He's moving slow, slower than he should be. He's a big guy, attending school on a football scholarship, fond of hitting the gym and hitting his teammates with almost equal enthusiasm; even when he's tired, he isn't slow.

Then he takes another step forward, and she sees why he's moving so slowly. He's carrying someone, body curled like a comma, limbs dangling limp and heavy. Another step, and she sees the long cascade of wheat-gold hair draped over his arm, tangled and, in one spot, matted with what looks like dried blood mixed with mercury. She shudders but doesn't step away. She's wondered, a few times, what would happen if one of them was hurt while they were fully incarnate, stepping into the space between human and abstract idea, creatures of light and belief capable of shining down on the Impossible City without being struck dead by the sight.

Apparently the answer is "the one who gets hurt bleeds moonlight along with the normal red stuff, and dies anyway." She's not sure she wanted to know that.

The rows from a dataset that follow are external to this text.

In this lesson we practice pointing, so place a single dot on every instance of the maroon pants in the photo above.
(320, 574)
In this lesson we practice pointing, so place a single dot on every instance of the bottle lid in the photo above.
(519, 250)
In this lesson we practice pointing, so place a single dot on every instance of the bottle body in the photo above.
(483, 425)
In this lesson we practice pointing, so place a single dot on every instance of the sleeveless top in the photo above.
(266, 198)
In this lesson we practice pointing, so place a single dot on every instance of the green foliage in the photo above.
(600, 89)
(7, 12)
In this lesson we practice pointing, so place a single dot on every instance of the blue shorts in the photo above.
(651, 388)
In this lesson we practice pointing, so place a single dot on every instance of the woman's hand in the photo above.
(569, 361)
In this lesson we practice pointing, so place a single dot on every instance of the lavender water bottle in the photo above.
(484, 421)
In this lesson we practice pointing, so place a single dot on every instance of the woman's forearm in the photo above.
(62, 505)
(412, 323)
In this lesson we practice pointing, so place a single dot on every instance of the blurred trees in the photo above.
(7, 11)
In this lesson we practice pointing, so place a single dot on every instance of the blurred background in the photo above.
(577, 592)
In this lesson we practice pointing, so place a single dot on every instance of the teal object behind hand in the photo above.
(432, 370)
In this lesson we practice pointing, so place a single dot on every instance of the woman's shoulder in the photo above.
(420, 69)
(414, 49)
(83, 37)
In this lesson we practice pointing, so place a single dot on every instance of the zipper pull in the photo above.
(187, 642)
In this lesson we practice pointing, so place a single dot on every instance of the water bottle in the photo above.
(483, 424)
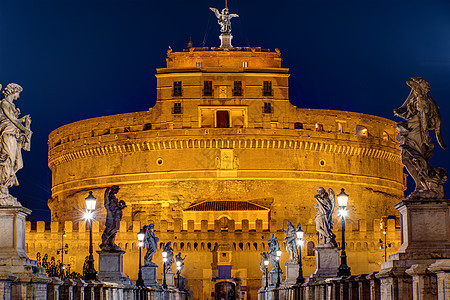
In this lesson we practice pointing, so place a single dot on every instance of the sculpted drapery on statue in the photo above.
(15, 135)
(151, 243)
(421, 114)
(224, 19)
(324, 222)
(290, 241)
(273, 248)
(114, 209)
(264, 256)
(169, 258)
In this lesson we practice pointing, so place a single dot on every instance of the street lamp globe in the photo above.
(90, 202)
(342, 199)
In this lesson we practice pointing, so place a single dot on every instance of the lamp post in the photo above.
(300, 279)
(91, 274)
(278, 268)
(343, 269)
(266, 272)
(63, 250)
(179, 263)
(141, 236)
(164, 269)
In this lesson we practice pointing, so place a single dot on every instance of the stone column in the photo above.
(423, 282)
(6, 280)
(442, 269)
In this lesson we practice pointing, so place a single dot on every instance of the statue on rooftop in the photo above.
(224, 19)
(114, 209)
(324, 221)
(264, 257)
(290, 241)
(169, 258)
(151, 243)
(421, 114)
(273, 248)
(15, 135)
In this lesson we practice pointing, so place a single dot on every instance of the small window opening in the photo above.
(361, 130)
(267, 108)
(177, 91)
(267, 88)
(177, 108)
(237, 89)
(207, 88)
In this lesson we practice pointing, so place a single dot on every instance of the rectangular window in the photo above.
(177, 88)
(207, 88)
(267, 108)
(177, 108)
(237, 89)
(267, 88)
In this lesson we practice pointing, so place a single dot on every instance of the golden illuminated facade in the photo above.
(219, 164)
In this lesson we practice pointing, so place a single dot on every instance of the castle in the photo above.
(220, 163)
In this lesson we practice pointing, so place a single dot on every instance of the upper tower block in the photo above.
(248, 58)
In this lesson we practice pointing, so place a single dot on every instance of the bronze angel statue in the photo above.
(324, 216)
(151, 243)
(15, 135)
(114, 209)
(224, 19)
(421, 114)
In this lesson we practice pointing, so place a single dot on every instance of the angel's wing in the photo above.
(106, 202)
(216, 11)
(332, 198)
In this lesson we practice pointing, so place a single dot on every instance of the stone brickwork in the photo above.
(242, 246)
(223, 130)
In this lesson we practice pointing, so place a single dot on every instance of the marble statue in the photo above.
(290, 241)
(15, 135)
(421, 114)
(224, 19)
(264, 257)
(273, 248)
(324, 222)
(114, 209)
(180, 262)
(151, 243)
(169, 258)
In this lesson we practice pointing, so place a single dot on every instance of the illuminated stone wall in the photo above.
(203, 246)
(176, 155)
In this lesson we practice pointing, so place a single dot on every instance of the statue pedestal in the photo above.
(225, 40)
(170, 278)
(19, 276)
(273, 276)
(291, 273)
(425, 237)
(110, 267)
(149, 276)
(327, 262)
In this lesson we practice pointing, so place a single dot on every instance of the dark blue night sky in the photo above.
(78, 59)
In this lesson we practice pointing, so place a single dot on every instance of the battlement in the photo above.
(178, 226)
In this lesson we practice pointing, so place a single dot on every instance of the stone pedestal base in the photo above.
(170, 279)
(291, 273)
(327, 262)
(29, 278)
(149, 276)
(110, 267)
(225, 40)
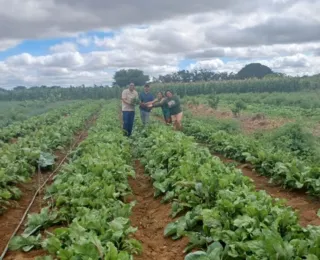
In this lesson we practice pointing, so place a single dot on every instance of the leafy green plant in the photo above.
(213, 101)
(237, 107)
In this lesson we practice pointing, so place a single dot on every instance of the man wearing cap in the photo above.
(128, 108)
(145, 109)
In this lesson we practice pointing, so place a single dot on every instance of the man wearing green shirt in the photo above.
(174, 105)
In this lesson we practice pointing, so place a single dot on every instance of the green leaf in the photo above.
(199, 255)
(312, 257)
(170, 229)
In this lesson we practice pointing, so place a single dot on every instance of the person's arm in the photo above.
(160, 103)
(124, 98)
(175, 103)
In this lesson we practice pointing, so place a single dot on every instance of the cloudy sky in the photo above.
(73, 42)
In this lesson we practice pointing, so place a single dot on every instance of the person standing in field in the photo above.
(164, 106)
(145, 108)
(128, 97)
(174, 105)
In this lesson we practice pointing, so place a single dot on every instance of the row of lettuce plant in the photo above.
(19, 160)
(87, 199)
(32, 124)
(218, 208)
(286, 168)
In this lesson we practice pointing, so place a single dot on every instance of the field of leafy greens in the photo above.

Máni stops just before he reaches the gate, putting his burden down on the shimmering silver-bright ground. The body that was Aske rolls a little, face turned upward, and her eyes are open, blue and blank and unseeing. She was a goddess. She had only just learned that she was a goddess. She should have had decades to shine, to discover the limits of her power, before she faded.

She shouldn't have died. But Chang'e can't look at her and pretend she's not gone. Her chest doesn't move; she doesn't blink; there's nothing left of Aske but meat.

"What…?" Chang'e asks, looking away from the corpse, fixing her attention on Máni. "How?"

"I went to the City like I'm supposed to," he says. There's blood on his hands and smeared on the front of his shirt, still gleaming silver. It hurts to look at. "I went to shine. But when I got there, Aske was on the ground in front of the window, and the window was wrong. There was a… a trail, behind her, like she crawled there."

Chang'e swallows hard and looks at Aske's hands. True enough, the girl's fingernails are split and broken, her fingertips gleaming silver-red. She dragged herself to the window that allows them to enter the Impossible City somehow. How, Chang'e can't imagine.

"I didn't want to leave her there," says Máni. "I couldn't leave her there. But I had to shine. The light was building inside me, and it hurt. I had to leave her while I crossed the City sky." He looks at Chang'e, and there are tears in his eyes. Sweet Moon above, he looks like he's going to cry, and Chang'e doesn't know what to do with that. Maybe if she could step down into the mortal woman she is when she's not a Moon, she'd know, but the gate is open, and she's stuck as she is until it's closed. "I had to leave her."

"I'm so sorry," says Chang'e. "Come through the gate."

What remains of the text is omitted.